İnsan Hakları Avrupa Mahkemesi 23 Temmuz 2013 tarihli İzci – Türkiye kararında, 2006 yılında Dünya Kadınlar Günü nedeniyle toplanan ve barışçıl bir gösteri yapan bireylere karşı polisin fiziki kuvvet ve biber gazı kullanmasının İnsan Hakları Avrupa Sözleşmesi’nin “İşkence yasağı” başlıklı 3. ve “Toplantı ve dernek kurma özgürlüğü” başlıklı 11. maddesini ihlal ettiğine hükmetmiştir.

Mahkeme kararında, 3. maddeyi ihlal eder nitelikteki polis şiddetine Türkiye’de tolerans gösterildiği ve şiddete başvuran kolluk görevlilerin çoğunlukla cezasız kaldığı ifade edilmiştir. Mahkeme, Türkiye hakkındaki birçok davada kolluk kuvvetlerinin, şiddete başvurmayan ve kamu düzeni açısından bir tehlike oluşturmadan gösteri yapma haklarını kullanan bireyleri dağıtma konusunda kısmen de olsa bir hoşgörü göstermediğini belirtmiştir. Somut olayda da, kolluk kuvvetlerinin orantısız şekilde kuvvet kullanması sonucunda başvurucu Bayan İzci sakatlanmış ve beş gün iş göremezlik raporu almıştır.

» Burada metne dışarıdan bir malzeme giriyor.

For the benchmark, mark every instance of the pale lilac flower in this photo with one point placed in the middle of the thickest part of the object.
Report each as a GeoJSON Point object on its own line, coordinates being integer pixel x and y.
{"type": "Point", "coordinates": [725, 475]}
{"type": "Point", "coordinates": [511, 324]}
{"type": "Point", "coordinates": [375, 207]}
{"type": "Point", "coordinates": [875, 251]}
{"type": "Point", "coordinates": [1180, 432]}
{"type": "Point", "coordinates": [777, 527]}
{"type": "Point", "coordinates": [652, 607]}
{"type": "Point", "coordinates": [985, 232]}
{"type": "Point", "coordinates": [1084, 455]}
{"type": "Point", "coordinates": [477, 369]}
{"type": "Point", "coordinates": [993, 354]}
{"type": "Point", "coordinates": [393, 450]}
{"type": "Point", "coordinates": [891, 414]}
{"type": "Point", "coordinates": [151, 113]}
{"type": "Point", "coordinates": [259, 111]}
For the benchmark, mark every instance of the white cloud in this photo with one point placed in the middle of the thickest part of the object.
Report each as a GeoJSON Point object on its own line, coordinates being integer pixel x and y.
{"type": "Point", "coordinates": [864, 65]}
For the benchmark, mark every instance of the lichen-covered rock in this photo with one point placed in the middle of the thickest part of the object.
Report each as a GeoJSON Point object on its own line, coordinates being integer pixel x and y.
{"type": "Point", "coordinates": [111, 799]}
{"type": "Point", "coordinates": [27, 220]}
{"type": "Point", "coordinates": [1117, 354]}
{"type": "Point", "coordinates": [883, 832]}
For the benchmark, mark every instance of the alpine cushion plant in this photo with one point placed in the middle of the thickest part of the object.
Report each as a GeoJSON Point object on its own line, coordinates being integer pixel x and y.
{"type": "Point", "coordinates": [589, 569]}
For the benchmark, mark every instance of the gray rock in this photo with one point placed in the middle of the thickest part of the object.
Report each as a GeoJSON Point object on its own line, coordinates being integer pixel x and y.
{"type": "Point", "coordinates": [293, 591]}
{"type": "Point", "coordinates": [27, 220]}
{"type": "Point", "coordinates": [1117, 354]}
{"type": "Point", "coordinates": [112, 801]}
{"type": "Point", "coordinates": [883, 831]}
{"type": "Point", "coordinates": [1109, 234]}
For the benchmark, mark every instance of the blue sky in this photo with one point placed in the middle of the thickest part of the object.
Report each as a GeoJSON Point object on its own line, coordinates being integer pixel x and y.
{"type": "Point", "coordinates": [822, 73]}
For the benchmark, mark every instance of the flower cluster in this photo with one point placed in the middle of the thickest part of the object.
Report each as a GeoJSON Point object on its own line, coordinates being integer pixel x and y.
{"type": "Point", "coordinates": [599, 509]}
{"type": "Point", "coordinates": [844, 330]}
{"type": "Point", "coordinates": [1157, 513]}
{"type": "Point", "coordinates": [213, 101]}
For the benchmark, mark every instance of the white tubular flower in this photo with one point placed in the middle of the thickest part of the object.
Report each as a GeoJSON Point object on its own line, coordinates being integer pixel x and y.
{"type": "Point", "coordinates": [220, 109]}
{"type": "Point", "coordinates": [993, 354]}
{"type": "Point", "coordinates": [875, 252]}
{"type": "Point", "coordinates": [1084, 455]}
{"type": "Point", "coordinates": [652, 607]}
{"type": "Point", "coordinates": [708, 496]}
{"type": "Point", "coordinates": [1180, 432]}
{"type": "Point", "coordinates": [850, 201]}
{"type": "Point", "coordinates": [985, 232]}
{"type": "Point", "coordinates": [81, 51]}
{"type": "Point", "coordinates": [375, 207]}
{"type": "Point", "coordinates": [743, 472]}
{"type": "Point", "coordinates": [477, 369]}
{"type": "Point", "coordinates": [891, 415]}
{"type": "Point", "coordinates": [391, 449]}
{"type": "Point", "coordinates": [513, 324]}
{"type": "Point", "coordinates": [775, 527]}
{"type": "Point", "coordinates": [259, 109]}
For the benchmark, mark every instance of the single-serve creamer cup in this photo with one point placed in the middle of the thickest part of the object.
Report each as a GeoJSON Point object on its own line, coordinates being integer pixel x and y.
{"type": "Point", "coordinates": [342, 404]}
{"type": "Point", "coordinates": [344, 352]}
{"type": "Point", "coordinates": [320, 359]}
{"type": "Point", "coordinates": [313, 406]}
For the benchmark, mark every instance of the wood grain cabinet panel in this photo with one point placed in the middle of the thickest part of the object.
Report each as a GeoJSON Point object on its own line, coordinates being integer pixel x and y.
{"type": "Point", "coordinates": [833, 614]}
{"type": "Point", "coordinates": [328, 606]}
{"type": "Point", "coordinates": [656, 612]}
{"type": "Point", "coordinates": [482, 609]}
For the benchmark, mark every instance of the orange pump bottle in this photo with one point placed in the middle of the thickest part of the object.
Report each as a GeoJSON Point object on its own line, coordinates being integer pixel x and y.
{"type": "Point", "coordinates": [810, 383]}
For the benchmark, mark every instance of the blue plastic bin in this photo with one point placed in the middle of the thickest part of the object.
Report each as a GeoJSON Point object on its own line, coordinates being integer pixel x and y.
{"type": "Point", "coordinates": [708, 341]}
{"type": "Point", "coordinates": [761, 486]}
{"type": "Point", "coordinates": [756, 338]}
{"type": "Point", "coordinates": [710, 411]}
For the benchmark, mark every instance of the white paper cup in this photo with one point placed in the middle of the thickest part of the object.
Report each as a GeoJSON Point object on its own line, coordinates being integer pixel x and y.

Mahkemenin; Türk makamlarının orantısız şiddete başvuran kolluk kuvvetleri mensuplarının bulunması ve cezalandırılması konusundaki yetersizliğinin, İnsan Hakları Avrupa Sözleşmesi’nden doğan kötü muamele iddialarına karşı etkili bir soruşturma yürütülmesi zorunluluğuna uygun davranıldığı noktasında şüphelere yol açtığı tespiti oldukça çarpıcıdır. Mahkeme, polis memurlarının lüzumsuz şiddet kullanmasının, bireylerin toplanma ve gösteri yapma iradesi üzerinde caydırıcı bir etkiye ulaştığını da belirtmiştir.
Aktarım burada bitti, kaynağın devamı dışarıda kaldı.